Exploring American Sacred Values – A CTI Teachers As Scholars Event: Feb. 21 at the Gantt Center

CTI hosted Exploring American Sacred Values, a special event for the public providing a window into penetrating learning in a CTI seminar for teachers, on Thursday, Feb. 21, at the Harvey B. Gantt Center for African-American Arts+Culture, as part of CTI’s Teachers As Scholars series.

The event was based on the 2018 CTI seminar of the same name, led by Kendall Mobley, religion professor at Johnson C. Smith University, with 10 CTI Seminar Fellows (Charlotte-Mecklenburg Schools teachers). Mobley and the teachers participated in the February event as program speakers and exhibit presenters.

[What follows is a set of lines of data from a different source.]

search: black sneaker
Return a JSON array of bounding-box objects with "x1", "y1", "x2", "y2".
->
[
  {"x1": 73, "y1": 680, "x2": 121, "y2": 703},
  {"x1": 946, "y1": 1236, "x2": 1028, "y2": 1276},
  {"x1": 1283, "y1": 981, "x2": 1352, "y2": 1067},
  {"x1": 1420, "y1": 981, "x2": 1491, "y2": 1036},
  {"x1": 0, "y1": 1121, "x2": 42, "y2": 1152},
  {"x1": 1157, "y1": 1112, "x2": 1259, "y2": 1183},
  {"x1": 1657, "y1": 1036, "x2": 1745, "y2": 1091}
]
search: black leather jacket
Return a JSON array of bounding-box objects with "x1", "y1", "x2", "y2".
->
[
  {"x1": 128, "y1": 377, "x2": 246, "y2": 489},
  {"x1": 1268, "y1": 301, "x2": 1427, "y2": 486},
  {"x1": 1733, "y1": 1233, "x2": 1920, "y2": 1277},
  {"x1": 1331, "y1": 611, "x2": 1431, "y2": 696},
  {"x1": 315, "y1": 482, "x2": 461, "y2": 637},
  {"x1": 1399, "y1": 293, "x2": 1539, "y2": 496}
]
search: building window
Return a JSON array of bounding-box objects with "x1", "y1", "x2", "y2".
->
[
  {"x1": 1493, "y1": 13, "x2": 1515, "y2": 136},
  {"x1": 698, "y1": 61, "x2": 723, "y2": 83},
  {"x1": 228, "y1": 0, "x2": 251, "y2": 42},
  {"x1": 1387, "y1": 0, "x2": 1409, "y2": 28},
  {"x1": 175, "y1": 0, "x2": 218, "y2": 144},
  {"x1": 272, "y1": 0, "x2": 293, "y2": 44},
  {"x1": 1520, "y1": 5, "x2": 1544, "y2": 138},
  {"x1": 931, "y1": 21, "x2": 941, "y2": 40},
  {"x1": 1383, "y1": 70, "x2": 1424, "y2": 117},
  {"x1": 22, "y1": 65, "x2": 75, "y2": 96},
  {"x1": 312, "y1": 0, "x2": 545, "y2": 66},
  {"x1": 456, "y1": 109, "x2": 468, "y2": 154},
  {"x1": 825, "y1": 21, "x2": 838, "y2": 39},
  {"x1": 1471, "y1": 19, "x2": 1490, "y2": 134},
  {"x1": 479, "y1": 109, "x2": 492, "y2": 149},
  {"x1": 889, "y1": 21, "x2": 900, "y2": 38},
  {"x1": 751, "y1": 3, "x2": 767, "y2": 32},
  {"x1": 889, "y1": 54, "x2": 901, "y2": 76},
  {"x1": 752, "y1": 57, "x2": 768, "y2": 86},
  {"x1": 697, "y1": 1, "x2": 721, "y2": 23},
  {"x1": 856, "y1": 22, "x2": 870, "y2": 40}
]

Mobley provided a retrospective of the seminar, focusing on American civil religion as “religion repurposed to infuse the present political order and with sacred significance and authority” and how it shapes current national traditions, symbols and beliefs. Four Fellows also spoke about curricula they developed in the seminar, examining CMS values related to America’s founding fathers, pay-for-play in college sports, forced conformity in early Native American schools, and media influence on social values and the American dream:

  • Recognizing the Wilson Way Values in the American Revolution, Pia Townes, 8th Grade Social Studies, Wilson STEM Academy
  • At What Cost? Native American Children and Boarding Schools of the 19th and 20th Centuries, Tracy Kennedy, 4th/5th Grades, E.E. Waddell Language Academy
  • Harmony at the Key: Conversations on the Court, Deborah Brown, English, Zebulon Vance High School
  • Intersection of African-Americans, Civil Religion and Media Influence, Franchone Bey, English and Film, West Charlotte High School

The presentations were followed by a panel discussion moderated by Angie Chandler, senior manager of program and educational initiatives for the Gantt Center.

All 10 Seminar Fellows also shared curriculum exhibits related to American values that the teachers targeted to address with students. Topics included: how Charlotte’s Excelsior Club nurtured community; segregation, civil rights and legislation; voting as a civic duty; oppression of women; acculturation of English language learners; and what it means to be an American.

“Exploring American Sacred Values” is part of CTI’s “Teachers as Scholars” educational series for the public that highlights collaborative work by professors and teachers in CTI seminars. This Feb. 21 event was supported by a grant from UNC Charlotte’s Chancellor’s Diversity Challenge Fund and Johnson C. Smith University.

CMS classroom teachers can apply to participate in the upcoming 2020 CTI seminars; March 8 is the deadline for applications.